Demon? Had she heard him correctly? At a loss, she gave him an incredulous look. “What?”
“Do not play coy with me. Tell me your name so I may condemn you with it.”
Yep. She’d heard him right. What the hell? Who barged into a house with a sword?
He took a step forward.
She backed up, her stare glued on the blade. “I, ah.” She wet her lips with the tip of her tongue. “Look, I don’t know who you are, but if you want money, my purse is to your right.” Maybe, if she were lucky, he would take the satchel and disappear.
A sword. She struggled with the absurdity. He looked like he knew how to use it too. The weapon had to be heavy, yet he held it as easily as he might a glass.
“I do not need your money. Tell me your name, demon.” He took another step forward, fully entering the light. He thrust the sword at her heart.
Her gaze followed the length of the blade to his face, and Anne sucked in a sharp breath. Dark hair. Eyes like chips of onyx. Strong jaw set in a familiar, grim manner. The same man from her visions with the cross, and the armband, stood in front of her. Oh God.
The room took a sharp tilt to her right. She grabbed at the table to keep from wobbling and stared in stunned silence.
“Mayhap I should carve off a limb?” He lowered the blade, bringing the sharp tip against her wrist.
Her heart jumped to her throat. He was serious. He actually meant to hurt her if she didn’t tell him her name. Good God! She swallowed hard. “A-Anne.”
“Anne?” He let out a disbelieving snort. “’Tis a human’s name. Tell me the name Azazel gave you.”

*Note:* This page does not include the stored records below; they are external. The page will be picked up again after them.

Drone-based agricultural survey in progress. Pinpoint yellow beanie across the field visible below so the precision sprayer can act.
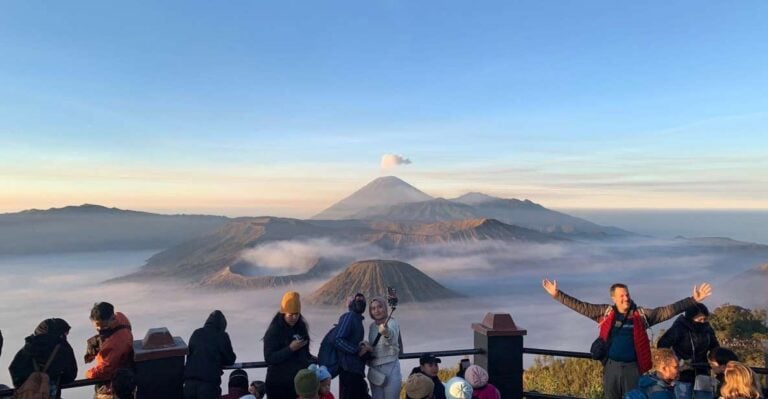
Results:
[280,291,301,313]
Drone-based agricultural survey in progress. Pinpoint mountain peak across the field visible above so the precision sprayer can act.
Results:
[312,176,432,220]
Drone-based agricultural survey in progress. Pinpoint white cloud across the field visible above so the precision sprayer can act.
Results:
[381,154,411,169]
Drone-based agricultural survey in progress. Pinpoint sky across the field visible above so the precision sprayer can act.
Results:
[0,0,768,217]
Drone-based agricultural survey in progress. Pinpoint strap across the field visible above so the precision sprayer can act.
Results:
[43,344,61,373]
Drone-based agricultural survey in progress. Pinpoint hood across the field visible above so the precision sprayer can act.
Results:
[671,315,712,332]
[24,334,62,360]
[205,310,227,332]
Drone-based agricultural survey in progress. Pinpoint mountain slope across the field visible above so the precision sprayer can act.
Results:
[309,260,461,305]
[0,204,229,255]
[312,176,432,220]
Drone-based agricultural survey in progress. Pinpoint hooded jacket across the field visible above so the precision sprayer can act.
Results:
[658,316,720,383]
[8,319,77,388]
[184,310,237,386]
[334,300,365,375]
[85,312,133,379]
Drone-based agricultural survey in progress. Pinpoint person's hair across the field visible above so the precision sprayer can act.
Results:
[251,381,267,398]
[720,362,760,399]
[653,348,677,370]
[262,312,309,339]
[707,347,739,366]
[91,302,115,321]
[611,283,629,295]
[112,369,136,399]
[368,296,389,320]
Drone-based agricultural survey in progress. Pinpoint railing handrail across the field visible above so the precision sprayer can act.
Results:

Vision from the past or not, he was nuts.
Her gaze slid sideways to the door. If she could draw him deeper into the room, she could make a mad dash for freedom. Pretending to cooperate, she edged away from the table and met the invader’s frosty glare. “Anne MacPherson is my name. Who’s Azazel?”
Eyes narrowed with suspicion, the man ignored her question. His gaze swept down her body, canvassing her worn blue jeans and loose blouse so thoroughly a strange chill tumbled down her spine. She took another step toward her purse, then stopped as reality sunk in, and with it, despair. As tall as he was, he would catch up to her in three strides.
Which meant she would have to disarm him. Although how, eluded her. Her self-defense classes had covered knives, not three-foot-long swords. What she would do once she had him disarmed, she didn’t know either. He was too large to tackle, too heavy to throw. She fought back a rush of panic, determined to keep her wits. She could outsmart a man who clearly wasn’t right in the head.
She extended an arm toward her purse. “I’m going to get my wallet. I’ll give you whatever’s in it.”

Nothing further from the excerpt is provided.